Convinced of the value of an all-wheel-drive road car, Bensinger put the idea to Ferdinand Piech, Audi’s director of technical development. The hard-nosed Piech was won over, and a testing program fast tracked.

Everything happened with surprising speed. There were mules and then prototypes, with canny engineers looking for appropriate components currently available to Audi to bring this new system to life.

Moving closer to reality, the evolved mule used an Audi 100’s suspension and transmission, the floorpan and some running-gear components from the Audi 80, a turbocharged five-cylinder engine and the body of the soon-to-be-released Audi 80 coupe.

After some lurid hands-on trials to illustrate the advantages of quattro, the board eagerly went for the proposal.

The machine that emerged – an unapologetically muscled-up Audi Coupe with flared fenders and serious attitude – hit European showrooms in 1980. It offered a 2.1-litre, 10-valve, turbocharged and intercooled in-line five-cylinder with 147kW…well…it was a lot of power back then and eye-opening technology. It did zero to 100km/h in 7.1 seconds (and that was mighty quick in 1980) but the world was more stirred and shaken by its unheard of performance on slippery surfaces.

Unmatched performance

The rally car followed. Until Audi entered the ‘Quattro’, sometimes known as ur-quattro (meaning original quattro) into the World Rally Championship in 1981, all-wheel drive rally cars were non-existent.

With its unmatched power-down acceleration, the quattro changed the face of rallying in one season and evolving iterations won on snow, ice, gravel and tarmac in a few years of utter domination. Audi driver Michelle Mouton was the first female to win a WRC event and very nearly won the world championship.  

With more grip available, the rally cars could cope with more power, and so the FIA introduced more open rules which fostered the brutally fast Group B cars between 1982 and 1986. Hannu Mikkola and Stig Blomqvist won world titles for Audi in 1983 and 1984 driving the Audi quattro A1/A2 and the Audi A2/Sport quattro respectively in their championship years.

Group B  cars were the most powerful and sophisticated rally monsters ever seen and heard to that point. They were also the fastest. Scarily fast. Spectators loved them.

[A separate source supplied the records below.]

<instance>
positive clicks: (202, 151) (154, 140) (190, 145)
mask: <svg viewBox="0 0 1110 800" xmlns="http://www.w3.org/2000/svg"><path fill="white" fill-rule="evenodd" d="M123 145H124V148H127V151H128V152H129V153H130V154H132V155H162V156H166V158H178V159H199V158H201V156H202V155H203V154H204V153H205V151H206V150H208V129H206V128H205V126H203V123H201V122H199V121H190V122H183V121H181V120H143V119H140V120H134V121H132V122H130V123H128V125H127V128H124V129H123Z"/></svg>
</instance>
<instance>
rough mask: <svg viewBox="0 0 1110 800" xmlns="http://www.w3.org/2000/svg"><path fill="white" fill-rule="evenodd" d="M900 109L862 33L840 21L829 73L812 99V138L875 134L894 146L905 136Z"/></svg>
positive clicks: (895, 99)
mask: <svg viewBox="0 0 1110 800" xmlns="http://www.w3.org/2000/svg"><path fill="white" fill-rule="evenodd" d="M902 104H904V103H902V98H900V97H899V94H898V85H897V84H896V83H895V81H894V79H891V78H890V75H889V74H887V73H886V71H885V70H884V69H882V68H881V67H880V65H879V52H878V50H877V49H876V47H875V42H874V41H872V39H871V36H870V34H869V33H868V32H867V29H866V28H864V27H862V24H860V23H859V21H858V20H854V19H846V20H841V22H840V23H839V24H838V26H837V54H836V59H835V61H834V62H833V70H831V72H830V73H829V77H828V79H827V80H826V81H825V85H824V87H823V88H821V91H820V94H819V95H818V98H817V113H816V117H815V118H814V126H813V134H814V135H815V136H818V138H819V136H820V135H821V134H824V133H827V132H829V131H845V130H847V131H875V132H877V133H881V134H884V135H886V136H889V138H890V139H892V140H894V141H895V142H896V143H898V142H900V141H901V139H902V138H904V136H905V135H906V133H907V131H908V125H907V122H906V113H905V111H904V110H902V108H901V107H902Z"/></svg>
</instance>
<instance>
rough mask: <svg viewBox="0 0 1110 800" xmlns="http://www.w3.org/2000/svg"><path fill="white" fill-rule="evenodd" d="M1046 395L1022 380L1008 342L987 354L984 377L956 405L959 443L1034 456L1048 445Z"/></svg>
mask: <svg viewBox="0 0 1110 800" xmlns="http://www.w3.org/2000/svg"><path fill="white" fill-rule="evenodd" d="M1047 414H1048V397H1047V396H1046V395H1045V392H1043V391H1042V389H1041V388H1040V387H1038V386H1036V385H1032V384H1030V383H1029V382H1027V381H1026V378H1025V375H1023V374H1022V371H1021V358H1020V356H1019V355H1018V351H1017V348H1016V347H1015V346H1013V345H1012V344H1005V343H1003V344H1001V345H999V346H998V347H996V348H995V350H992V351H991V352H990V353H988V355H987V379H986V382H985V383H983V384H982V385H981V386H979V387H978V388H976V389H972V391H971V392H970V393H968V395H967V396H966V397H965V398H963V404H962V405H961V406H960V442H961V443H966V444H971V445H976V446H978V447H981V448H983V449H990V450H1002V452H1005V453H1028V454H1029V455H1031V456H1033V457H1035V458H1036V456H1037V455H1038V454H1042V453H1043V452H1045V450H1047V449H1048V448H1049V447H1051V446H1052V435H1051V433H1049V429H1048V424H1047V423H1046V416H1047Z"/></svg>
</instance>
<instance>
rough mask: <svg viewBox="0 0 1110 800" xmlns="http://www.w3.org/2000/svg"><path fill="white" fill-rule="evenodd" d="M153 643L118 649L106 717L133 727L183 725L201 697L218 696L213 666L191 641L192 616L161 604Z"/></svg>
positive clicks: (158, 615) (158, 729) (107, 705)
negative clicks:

Audi pulled out of Group B rallying in 1986 and Ingolstadt’s motorsport department put its energies into the 1988 Audi 200 Trans-Am cars, big, manic all-wheel-drive beasts, and so dominant they were quickly banned by the American controlling body SCCA within a year of their arrival. The locals were already feeling a little inadequate after Walter Röhrl absolutely blitzed the Pike’s Peak hillclimb in 1987, in a curtain call for the ferocious Group B Audi quattro S1 rally car.

With its unmatched power-down acceleration, the quattro changed the face of rallying in one season and evolving iterations won on snow, ice, gravel and tarmac.

The stuff of motorsport legend

Audi then switched to a lighter, more technically advanced IMSA GTO silhouette turbo five-cylinder 90 model – all-wheel drive, of course. It was again very competitive without butchering American egos quite as badly. 

But there was some ill feeling so Audi withdrew strategically, and headed to the DTM where if there was jingoism to deal with, at least it was German jingoism. 

Australia did not miss the Audi all-wheel drive racetrack onslaught either, with Brad Jones winning the national super touring title in 1996 and 1998, driving an A4 quattro.

Audi’s successes in rallying and touring cars clearly showed consumers the benefits in adhesion and composure of having all four wheels sharing the power and torque, especially when managed by increasingly clever Torsen or Haldex systems.

Today, two out of every three Audis bought here are all-wheel drive quattro models, the revolutionary system continuing to evolve to manage ever-increasing power outputs from Audi engines. The name quattro and its reputation for grip and handling though, still very much the gold standard in all-wheel drive world wide.

A technology that 35 years ago changed the face of motorsport and ultimately changed the way people viewed vehicle handling and raised the stakes and standards forever.